Sigara içen ve bunun yanı sıra yüksek dozda Radona maruz kalmış kişilerde kansere yakalanma riski daha da yüksektir; çünkü tütün ve tütün ürünleri belirli miktarda Radon ve bozunum ürünleri içermektedir. Sigara ve Radonun birlikte etkilemesi tek tek yaptıklarından en az 10 kat daha fazla oranda akciğer kanserine neden olmaktadır.
İngiltere Ulusal Radyasyondan Korunma Komitesi, İngiltere’deki yıllık toplam 41.000 akciğer kanserinden en az 2.500’ünü Radon gazına bağlamaktadır.

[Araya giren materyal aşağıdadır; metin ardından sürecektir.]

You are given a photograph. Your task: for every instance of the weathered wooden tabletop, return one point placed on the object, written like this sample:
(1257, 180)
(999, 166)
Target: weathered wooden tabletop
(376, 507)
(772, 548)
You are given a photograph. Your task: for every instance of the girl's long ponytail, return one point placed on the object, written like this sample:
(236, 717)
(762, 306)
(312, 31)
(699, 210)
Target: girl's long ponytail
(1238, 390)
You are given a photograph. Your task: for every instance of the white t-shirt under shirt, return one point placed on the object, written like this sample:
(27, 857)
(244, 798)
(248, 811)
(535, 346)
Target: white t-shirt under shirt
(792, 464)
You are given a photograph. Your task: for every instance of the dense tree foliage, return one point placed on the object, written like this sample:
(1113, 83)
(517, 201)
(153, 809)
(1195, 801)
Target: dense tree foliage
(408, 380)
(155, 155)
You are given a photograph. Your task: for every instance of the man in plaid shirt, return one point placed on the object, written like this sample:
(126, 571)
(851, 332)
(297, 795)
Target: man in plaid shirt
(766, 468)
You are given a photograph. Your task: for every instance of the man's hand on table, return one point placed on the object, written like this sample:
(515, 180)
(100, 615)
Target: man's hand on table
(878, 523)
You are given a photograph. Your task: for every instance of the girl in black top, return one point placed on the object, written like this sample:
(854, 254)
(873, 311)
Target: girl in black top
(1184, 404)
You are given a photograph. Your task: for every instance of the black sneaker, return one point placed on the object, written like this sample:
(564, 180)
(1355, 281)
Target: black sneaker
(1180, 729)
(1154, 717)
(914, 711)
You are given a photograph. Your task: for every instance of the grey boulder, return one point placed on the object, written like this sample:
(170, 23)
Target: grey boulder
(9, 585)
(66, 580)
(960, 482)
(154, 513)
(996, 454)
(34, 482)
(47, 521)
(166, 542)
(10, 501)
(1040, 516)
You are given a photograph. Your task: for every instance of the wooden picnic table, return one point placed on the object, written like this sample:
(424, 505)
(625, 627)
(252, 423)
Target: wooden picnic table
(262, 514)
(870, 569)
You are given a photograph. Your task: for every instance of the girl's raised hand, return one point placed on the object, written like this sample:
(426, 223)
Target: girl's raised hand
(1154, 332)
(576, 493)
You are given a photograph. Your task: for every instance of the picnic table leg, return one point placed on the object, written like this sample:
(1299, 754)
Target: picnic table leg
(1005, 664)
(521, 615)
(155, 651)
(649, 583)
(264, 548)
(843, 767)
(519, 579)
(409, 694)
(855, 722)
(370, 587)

ABD Halk Sağlığı Servisi yıllık akciğer kanseri vakalarının sigara içmeyenlerde 5.000, sigara içenlerden ise 15.000’inini Radona bağlamaktadır; bütün kanser ölümlerinin yüzde 10-12’si evsel Radon etkileşimine bağlanmaktadır (Lubin and Steindorf, 1995).
Uluslararası Radyolojik Koruma Kurulu ise toplam akciğer kanserlerinin yaklaşık yüzde 20’sini, kapalı alanın havasındaki radyoaktif Radon gazı ve bunun bozunum ürünlerinin solunumu sonucu akciğer bronşlarının aldığı doza bağlamaktadır. Şimdi tüm bu bilimsel veriler ışığında Aydın’da JES’lerin saldığı yoğuşmayan gazların içindeki Radon gazının Aydın halkını kanser etme olasılığı ne kadardır?
Öncelikle şunu vurgulamak gerek, Radonun veya diğer kanserojen maddelerin insanları etkileme sınırları için DSÖ’nün belirlediği normal kriter veya sınırlar ile Türkiye’de TÜİK veya diğer kamu kurumlarının belirlediği normal sınırlar ve kriterler aynı değildir. Örneğin Türkiye’de Radonun insanları etkileme sınırı DSÖ’nün kabul ettiği sınırdan iki kat daha yüksek olarak kabul edilmiştir. Yani resmi makamlara göre Türkler dünya ortalamasından iki kat daha fazla radyasyona maruz kalabilirler. Aydın’daki JES’ler havaya dünyadaki diğer JES’lerden 10-20 kat daha fazla Radon gaz salınımı yapmaktadır. Bunun anlamı Aydın halkı dünya halklarından 10-20 kat daha fazla Radon gazına maruz kalmaktadır. Nitekim Kızıldere’de yapılan bilimsel çalışmalarda jeotermal sahalarda ölçülen Radon gazı DSÖ’nün belirlediği sınırdan 72 kat fazla ölçülmüştür. Aydın’da ve Türkiye’de ölüme sebep olan hastalıkların sayısal durumuna bakacak olursak, 2018 yılında Türkiye ortalama değerlerine göre Aydın’da dolaşım sistemi hastalıklarına bağlı ölümler yüzde 40, solunum sistemi hastalıklarına bağlı ölümler yüzde 38, kansere bağlı ölümler yüzde 15, toplam ölümler yüzde 28 daha fazla meydana gelmiştir. 2009-2018 yılları arası sürece baktığımızda ise solunum sistemi hastalıklarına bağlı ölümler Aydın’da yüzde 55, Türkiye’de yüzde 46; toplam ölümler Aydın’da yüzde 36 Türkiye’de yüzde 23 artmıştır.
Sonuç olarak jeotermaller ve jeotermallerin saldığı Radon gazı Aydın’da kanser ve ölüm sebebidir.